Vipassana and Vedanta Meditation

Meditator: Dear Ramji and Sundari, while meditating the other morning, a strong feeling arose that I should contribute my knowledge and experience of nididhyasana to students of Vedanta. If I may say so, I am pretty good with the technique, having done many silent Vipassana retreats, including a 30-day one. My experience is that Vipassana and Vedanta are like a two step progression. Vipassana focusses, Vedanta liberates.

I assumed everyone studying Vedanta would automatically do meditation. Not so!! If you want me to share with students and do some extra training with a few whom you choose, who have the knowledge, they can then help you by leading a meditation, if and when you think appropriate, during your teaching circuit.


Ramji/Sundari: It is not the dharma of a guru to “select disciples who have the knowledge” and tell them what to do. A guru’s job is to remove ignorance, not to instruct jivas as to their actions. If someone receives knowledge, it will be very clear what is to be done. If somebody comes to us and asks for a sadhana, then we will try to help them find the best sadhana for them. If someone needs meditation, we instruct them in Vedantic meditation. I know you are familiar with it. Vedanta meditation is not Vipassana; it is contemplation of the teachings. None of the swamis in the Vedanta tradition teach Vipassana, owing to its defects, the defects being that there is a meditator, a doer trying to improve himself/herself through meditation, seeking an experience of the Self.

Meditation is not a valid means of knowledge. Meditation is a tool to aid self-inquiry, but it does not equal self-inquiry. I know you know this. Meditation is no different from any other activity done to achieve a specific result – unless it is practised with karma yoga.

The knowledge that the meditation points to is that you are the knower of the one who meditates, the one who thinks it is the doer/meditator. Meditation is just another object appearing in you, allowing the reflection of the Self to appear in a still mind. However, seeing as no experience can take place without you, awareness, and because as awareness you are actionless, no special experience is required to experience the Self. You are always experiencing the Self, whether you are meditating or not. You just don’t know this. And no action the doer takes can produce Self-knowledge.

Self-inquiry is the application of knowledge. Self-Inquiry states that awareness is our true nature and all objects arise from, appear in and are dependent on you, awareness, including meditation. Keeping this knowledge in mind and continually contemplating it is self-inquiry, which is different from meditation because the knowledge is maintained by an act of will, whereas in meditation the knowledge appears during a particular experience and usually disappears when the experience ends.

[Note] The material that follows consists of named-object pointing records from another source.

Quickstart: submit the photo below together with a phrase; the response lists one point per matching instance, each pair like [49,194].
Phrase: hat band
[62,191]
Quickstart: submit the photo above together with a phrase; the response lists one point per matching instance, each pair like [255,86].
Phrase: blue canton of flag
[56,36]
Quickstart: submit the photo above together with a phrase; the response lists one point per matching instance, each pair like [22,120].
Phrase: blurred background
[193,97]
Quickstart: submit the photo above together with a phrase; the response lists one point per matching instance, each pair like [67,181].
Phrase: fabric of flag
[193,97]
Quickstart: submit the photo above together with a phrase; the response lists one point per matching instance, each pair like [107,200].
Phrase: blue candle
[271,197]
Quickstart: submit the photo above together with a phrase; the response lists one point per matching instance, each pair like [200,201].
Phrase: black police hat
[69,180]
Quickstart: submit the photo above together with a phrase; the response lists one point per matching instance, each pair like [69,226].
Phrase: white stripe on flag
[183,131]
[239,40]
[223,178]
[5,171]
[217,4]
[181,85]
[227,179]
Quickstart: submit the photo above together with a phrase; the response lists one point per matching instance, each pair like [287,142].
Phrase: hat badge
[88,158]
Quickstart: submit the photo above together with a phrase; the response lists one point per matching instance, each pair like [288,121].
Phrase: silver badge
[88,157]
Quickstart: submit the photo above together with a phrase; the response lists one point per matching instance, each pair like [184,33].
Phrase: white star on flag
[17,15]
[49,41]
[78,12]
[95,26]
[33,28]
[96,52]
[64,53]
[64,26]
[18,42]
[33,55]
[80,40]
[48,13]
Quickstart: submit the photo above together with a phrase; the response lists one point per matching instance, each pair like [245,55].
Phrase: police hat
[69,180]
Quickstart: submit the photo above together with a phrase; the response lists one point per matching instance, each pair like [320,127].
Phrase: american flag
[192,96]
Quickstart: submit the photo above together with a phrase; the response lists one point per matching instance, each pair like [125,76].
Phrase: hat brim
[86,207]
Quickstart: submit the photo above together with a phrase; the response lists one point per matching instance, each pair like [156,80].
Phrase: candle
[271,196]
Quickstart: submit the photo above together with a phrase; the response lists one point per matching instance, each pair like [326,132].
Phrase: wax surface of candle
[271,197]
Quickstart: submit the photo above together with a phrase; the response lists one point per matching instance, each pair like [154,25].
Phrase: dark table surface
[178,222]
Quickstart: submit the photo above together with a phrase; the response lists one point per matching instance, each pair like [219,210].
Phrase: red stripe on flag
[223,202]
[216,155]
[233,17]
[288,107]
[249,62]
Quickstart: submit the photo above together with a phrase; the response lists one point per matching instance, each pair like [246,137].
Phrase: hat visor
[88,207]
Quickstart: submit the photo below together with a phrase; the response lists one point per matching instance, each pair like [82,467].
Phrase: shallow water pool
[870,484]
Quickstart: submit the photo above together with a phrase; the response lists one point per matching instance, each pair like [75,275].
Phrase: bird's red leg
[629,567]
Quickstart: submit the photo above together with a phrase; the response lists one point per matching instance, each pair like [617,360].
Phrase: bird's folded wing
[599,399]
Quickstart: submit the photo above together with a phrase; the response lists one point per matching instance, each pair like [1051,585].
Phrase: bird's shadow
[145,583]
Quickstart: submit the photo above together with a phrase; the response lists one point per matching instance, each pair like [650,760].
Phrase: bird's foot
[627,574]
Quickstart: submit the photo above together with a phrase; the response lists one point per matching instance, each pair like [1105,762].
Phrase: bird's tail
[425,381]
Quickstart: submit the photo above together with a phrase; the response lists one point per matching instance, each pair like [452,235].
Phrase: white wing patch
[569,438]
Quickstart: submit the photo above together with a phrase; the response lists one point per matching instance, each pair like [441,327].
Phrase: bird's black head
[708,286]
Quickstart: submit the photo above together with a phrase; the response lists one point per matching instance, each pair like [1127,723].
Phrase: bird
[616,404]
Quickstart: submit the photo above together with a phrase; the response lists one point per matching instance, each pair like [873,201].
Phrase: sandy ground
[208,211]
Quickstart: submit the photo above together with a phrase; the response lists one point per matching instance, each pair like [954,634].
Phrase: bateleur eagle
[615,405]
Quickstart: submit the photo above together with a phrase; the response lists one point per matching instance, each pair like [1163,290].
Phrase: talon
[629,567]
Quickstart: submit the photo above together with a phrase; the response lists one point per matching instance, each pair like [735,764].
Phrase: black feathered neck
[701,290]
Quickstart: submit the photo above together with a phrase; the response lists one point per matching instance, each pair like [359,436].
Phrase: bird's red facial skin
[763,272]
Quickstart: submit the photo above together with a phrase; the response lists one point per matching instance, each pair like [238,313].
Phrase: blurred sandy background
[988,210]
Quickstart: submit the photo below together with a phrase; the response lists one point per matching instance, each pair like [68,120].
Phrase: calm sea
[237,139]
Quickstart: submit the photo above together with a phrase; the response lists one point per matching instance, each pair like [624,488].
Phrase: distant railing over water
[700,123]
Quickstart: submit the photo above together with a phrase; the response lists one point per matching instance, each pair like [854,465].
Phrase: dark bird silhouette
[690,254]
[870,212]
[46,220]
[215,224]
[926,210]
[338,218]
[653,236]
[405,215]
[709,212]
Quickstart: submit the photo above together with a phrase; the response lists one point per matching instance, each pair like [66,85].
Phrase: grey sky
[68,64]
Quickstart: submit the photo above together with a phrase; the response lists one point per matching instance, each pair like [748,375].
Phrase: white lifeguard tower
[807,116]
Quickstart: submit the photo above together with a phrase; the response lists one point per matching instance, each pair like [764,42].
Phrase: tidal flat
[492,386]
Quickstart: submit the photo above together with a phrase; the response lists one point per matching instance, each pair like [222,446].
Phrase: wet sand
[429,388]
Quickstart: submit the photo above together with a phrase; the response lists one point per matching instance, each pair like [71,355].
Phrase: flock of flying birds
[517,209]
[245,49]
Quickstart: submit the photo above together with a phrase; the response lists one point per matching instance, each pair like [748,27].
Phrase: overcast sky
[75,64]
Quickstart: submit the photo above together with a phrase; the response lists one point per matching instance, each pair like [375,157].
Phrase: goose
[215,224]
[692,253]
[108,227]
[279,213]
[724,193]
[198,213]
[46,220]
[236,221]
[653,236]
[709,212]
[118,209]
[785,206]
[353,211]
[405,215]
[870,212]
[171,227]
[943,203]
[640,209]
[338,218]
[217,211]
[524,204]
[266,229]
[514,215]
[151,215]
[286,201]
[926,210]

Self-inquiry is superior to meditation because the doer does not need to maintain a particular state and wait for the knowledge. He or she has the knowledge already and applies it continually. Meditators do not know the value of knowledge, whereas inquirers do. That is why the meditators are meditating. Knowledge may arise in meditation or it may not. If it does, we say meditation is a “leading error.” But even if meditation does lead to knowledge of the “unbroken I-thought” (akandakara vritti), the knowledge does not always stick, as I point out above.

The scriptures say that a Self-realized person does not initiate new projects, that he takes what comes and doesn’t try to enlighten the minds of the ignorant. So I’m curious why you want to teach Vedanta students Vipassana insofar as no Vedanta students are asking you. And I am curious why you would think that a traditional Vedanta teacher like me would teach my students Vipassana when I believe that the traditional Vedantic meditation is suitable and superior.